Mouth Rot

Tenacibaculosis / Mouth rot / Yellow mouth
Tenacibaculum maritimum

Animal model: Atlantic salmon

Source of CAT isolates:  

Typical duration of study: 21-60 Days

Applications: Vaccines, functional feeds, physical barriers, environmental treatments, immersion treatments, benchmarking commercial treatment efficies, genetic selection/phenotyping

Type of model: Immersion

Clinical Signs of Disease in our Model: Mouth plaques, fraying of fins, scale loss, skin lesions, gill necrosis and haemorrhage

Challenge conditions: Salt water 25-36 ppt

Other end points: Semi-quantitative gross path scoring

Starting Fish Size: 50-300 grams


A severe example of pathological presentation of mouth rot in an Atlantic salmon.
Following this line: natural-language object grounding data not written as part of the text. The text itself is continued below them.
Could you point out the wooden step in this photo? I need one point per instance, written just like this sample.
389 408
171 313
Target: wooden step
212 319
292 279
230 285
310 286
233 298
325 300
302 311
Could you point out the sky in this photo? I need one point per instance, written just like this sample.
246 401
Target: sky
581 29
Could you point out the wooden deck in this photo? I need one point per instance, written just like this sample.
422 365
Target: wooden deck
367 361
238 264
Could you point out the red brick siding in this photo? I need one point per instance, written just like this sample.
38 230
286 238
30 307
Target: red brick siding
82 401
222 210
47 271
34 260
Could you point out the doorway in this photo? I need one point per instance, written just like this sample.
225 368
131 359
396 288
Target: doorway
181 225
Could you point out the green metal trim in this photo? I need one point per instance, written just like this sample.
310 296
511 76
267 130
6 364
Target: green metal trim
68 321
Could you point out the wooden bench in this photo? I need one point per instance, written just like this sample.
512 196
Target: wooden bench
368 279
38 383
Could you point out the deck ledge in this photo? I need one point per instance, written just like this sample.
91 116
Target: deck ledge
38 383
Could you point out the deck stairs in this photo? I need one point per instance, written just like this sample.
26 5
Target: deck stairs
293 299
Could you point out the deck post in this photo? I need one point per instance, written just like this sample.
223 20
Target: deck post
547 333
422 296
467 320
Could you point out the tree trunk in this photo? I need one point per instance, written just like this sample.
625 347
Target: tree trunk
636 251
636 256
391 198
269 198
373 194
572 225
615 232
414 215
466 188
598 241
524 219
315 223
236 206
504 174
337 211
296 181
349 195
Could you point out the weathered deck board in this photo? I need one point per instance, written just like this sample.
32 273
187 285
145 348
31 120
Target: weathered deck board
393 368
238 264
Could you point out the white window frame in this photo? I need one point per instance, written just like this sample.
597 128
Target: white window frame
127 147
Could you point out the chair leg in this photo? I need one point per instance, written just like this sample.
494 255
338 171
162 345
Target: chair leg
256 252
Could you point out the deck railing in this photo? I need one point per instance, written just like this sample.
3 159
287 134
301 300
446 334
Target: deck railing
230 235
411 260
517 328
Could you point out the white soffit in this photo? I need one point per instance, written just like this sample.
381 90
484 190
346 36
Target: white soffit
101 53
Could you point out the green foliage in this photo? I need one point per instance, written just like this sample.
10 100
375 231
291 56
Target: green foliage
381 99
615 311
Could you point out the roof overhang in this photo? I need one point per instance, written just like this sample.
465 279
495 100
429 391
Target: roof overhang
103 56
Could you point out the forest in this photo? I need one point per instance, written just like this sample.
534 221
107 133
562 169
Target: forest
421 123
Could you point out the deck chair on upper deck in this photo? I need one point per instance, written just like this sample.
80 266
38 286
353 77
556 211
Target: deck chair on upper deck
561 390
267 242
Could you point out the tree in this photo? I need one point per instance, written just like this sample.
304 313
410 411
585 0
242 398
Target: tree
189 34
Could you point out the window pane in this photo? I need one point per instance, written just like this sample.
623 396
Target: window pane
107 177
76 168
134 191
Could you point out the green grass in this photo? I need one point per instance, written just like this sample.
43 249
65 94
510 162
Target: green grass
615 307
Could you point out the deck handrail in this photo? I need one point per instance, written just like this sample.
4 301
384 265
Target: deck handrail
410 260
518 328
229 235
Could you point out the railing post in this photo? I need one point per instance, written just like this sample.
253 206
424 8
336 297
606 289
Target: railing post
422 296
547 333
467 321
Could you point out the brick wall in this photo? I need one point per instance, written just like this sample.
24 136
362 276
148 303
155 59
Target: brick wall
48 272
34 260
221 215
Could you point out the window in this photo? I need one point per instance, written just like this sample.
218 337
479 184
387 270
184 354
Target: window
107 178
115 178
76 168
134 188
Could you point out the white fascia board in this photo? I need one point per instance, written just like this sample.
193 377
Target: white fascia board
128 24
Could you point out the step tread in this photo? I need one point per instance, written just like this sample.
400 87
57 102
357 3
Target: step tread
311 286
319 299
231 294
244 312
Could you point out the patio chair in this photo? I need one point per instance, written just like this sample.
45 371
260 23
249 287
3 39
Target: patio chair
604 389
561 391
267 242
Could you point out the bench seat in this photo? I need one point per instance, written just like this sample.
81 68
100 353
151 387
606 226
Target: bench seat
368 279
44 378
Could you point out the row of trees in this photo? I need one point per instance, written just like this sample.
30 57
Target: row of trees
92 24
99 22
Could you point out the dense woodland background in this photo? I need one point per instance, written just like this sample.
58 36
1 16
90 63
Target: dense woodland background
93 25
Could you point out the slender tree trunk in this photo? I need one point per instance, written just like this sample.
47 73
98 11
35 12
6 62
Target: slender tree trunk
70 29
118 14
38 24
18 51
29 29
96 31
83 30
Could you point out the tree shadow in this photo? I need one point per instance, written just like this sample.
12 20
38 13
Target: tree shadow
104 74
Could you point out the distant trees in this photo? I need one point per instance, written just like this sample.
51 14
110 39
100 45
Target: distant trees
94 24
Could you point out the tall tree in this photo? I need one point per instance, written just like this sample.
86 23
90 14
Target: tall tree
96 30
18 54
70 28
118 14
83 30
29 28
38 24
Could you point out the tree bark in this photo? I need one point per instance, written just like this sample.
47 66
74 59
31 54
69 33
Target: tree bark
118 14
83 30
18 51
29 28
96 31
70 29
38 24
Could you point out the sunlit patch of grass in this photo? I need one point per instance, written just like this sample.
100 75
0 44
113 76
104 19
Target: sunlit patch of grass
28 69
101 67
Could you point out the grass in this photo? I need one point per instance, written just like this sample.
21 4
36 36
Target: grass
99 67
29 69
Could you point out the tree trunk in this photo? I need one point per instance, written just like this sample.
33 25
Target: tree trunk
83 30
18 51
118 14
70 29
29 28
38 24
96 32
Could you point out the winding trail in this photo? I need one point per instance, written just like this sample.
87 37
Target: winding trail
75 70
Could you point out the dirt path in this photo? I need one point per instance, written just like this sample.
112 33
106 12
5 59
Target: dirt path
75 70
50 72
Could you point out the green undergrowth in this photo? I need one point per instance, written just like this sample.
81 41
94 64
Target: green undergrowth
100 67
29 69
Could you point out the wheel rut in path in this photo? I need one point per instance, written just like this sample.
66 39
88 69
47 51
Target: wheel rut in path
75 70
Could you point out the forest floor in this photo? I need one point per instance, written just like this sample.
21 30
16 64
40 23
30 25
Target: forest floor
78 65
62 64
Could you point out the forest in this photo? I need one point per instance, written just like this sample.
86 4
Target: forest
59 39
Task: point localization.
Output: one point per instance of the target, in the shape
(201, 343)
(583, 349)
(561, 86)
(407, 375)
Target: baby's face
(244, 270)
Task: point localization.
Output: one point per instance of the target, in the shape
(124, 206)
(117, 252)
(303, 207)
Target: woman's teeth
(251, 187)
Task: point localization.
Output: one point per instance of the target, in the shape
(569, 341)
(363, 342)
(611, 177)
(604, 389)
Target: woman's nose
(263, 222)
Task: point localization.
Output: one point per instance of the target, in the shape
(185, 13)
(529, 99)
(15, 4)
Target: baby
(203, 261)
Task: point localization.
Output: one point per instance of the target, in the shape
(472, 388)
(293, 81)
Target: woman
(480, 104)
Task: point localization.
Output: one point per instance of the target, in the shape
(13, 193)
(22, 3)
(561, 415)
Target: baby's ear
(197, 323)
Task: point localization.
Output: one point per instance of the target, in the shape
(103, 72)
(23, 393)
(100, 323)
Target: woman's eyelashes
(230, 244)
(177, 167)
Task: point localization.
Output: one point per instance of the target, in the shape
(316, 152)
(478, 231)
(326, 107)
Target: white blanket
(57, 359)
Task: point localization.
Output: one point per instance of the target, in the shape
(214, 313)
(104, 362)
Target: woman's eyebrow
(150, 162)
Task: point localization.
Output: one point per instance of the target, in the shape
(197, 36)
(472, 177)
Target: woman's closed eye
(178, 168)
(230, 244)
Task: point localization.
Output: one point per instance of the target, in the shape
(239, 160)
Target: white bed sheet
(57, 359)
Classical mouth plaques and haemorrhage can be observed within the mouth, swelling and necrosis of the gingiva can also be observed.


The aetiological agent of Tenacibaculosis (or yellow mouth) Tenacibaculum spp. infects multiple finfish species around the world. Tenacibaculum spp. are a major pathogen of sea bass (Dicentrarchus labrax), sea bream (Sparus aurata), turbot (Psetta maxima), and Atlantic salmon (Salmo salar L.). In Atlantic salmon, the disease and associated mortalities occur in smolts soon after transfer to sea and also in larger adults. While the disease exhibits a variety of pathological manifestations, yellow mouth lesions, fin erosion, and skin lesions are characteristic of the disease.

In Canada, the disease causes significant losses to the industry and is a priority health and welfare issue with an annual cost for one Canadian company of $1.6 million/year. Moreover, instances of outbreaks in other geographical regions, e.g. Chile, Norway, and Scotland have increased in recent years which has escalated the research interest in the disease. Because there are no commercially available vaccines against Tenacibaculum licensed for use in salmonids and, since farmers are working to reduce their reliance on the therapeutic use of antibiotics, there is a strong need to identify alternative effective treatments.

Representative survival curves obtained during T. maritimum challenge

The Tenacibaculum disease challenge model developed at the Center for Aquaculture Technologies has been designed to assess the efficacy of treatments administered prior to and/or after infection with Tenacibaculum by immersion. Execution of the challenge model can be tailored to deliver both acute and chronic infections; this flexibility enables CAT to evaluate different types of treatments. For instance, during the peak of clinical disease, it is very common for fish to reduce feed intake significantly. Therefore, in addition to a pre-challenge feeding period, the model can be designed to mimic pathologies and mortality levels characteristic of chronic infections when testing functional feeds. In addition to traditional end-point measures, the CAT team recommends periodic sampling for assessment of gross pathology using a semi-quantitative scoring system and collection of tissue samples for molecular and biochemical analysis.